Which is why it was so shocking on the night of our closing party during TEAMS ’24 this year to learn that Corey had quite suddenly passed away at his home in Virginia, at only 44 years old, of an apparent heart attack. Even more shocking in that he had just texted me and my other longtime colleague Yvonne Garcia, who was closer to Corey than I was, earlier that morning. The night before at our TEAMS VIP dinner, I had mentioned to yet another friend of Corey’s that we planned to go to the Eagles game in a few weeks. She texted him a photo of herself, me and Yvonne to show we were all together and that she had heard about the game. He texted the next morning to say he had gone to bed early and woke up to the photo. “See what happens when you go to bed early? You miss all the fun messages.” It was the last message he’d send me. His passing shortly after that text was sudden and a reminder of how fragile life, and relationships, can be.

Corey Peterson and Yvonne Garcia, director of supplier marketing for the Northstar Meetings Group — one of countless relationships Peterson had in the industry.

As the news spread of his passing during our closing party, a few of our most veteran TEAMS attendees gathered offsite to reminisce. The bar we found was fairly empty and it was nice to share some stories even in the suddenness of the news. That his passing happened at TEAMS while many of his friends were gathered was perhaps fitting. As the night went on, and our official closing party ended, many of our attendees found their way to this bar as well. There were plenty of people there I knew, and many that I didn’t know. But they were there getting to know each other, sharing those common experiences after our events where some of the deepest relationships form — similar to the one I and many others made with Corey.

The thought dawned on me that somewhere in there, someone was meeting their own Corey, maybe starting with a casual hello, maybe continuing a conversation they started earlier in the week, maybe deepening a relationship that was already at that conversation stage. It’s what makes the sports-events industry so special.

From the beginning, when SportsTravel and TEAMS were created, seeming rivals in destinations fighting for the same business have been friendly, as have the event organizers pitching that business. Many have become and continue to be true friends. It’s not clear when that line crosses from business relationship to personal relationship, but you know when you cross it.
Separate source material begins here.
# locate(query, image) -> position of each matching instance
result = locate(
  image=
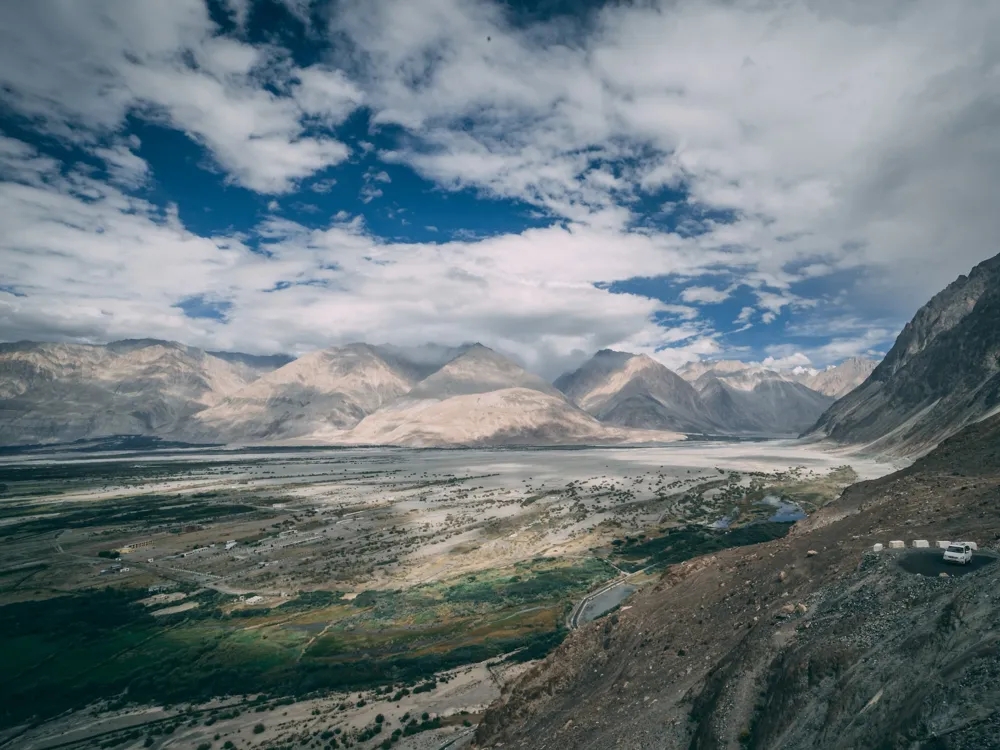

It’s one reason many of us that night and since have been surprised at the depths of the separate relationships we all had or are learning we had with Corey Peterson. For one person, he managed to make as many relationships as anyone could possibly make. And he had a way of making you feel like yours was the only relationship he had. I’ll deeply miss his company, as will many others. But it makes me grateful for the many relationships I have in our wonderful industry, and the ones that I have yet to make.


Jason Gewirtz is vice president of the Northstar Meetings Group Sports Division and executive editor and publisher of SportsTravel.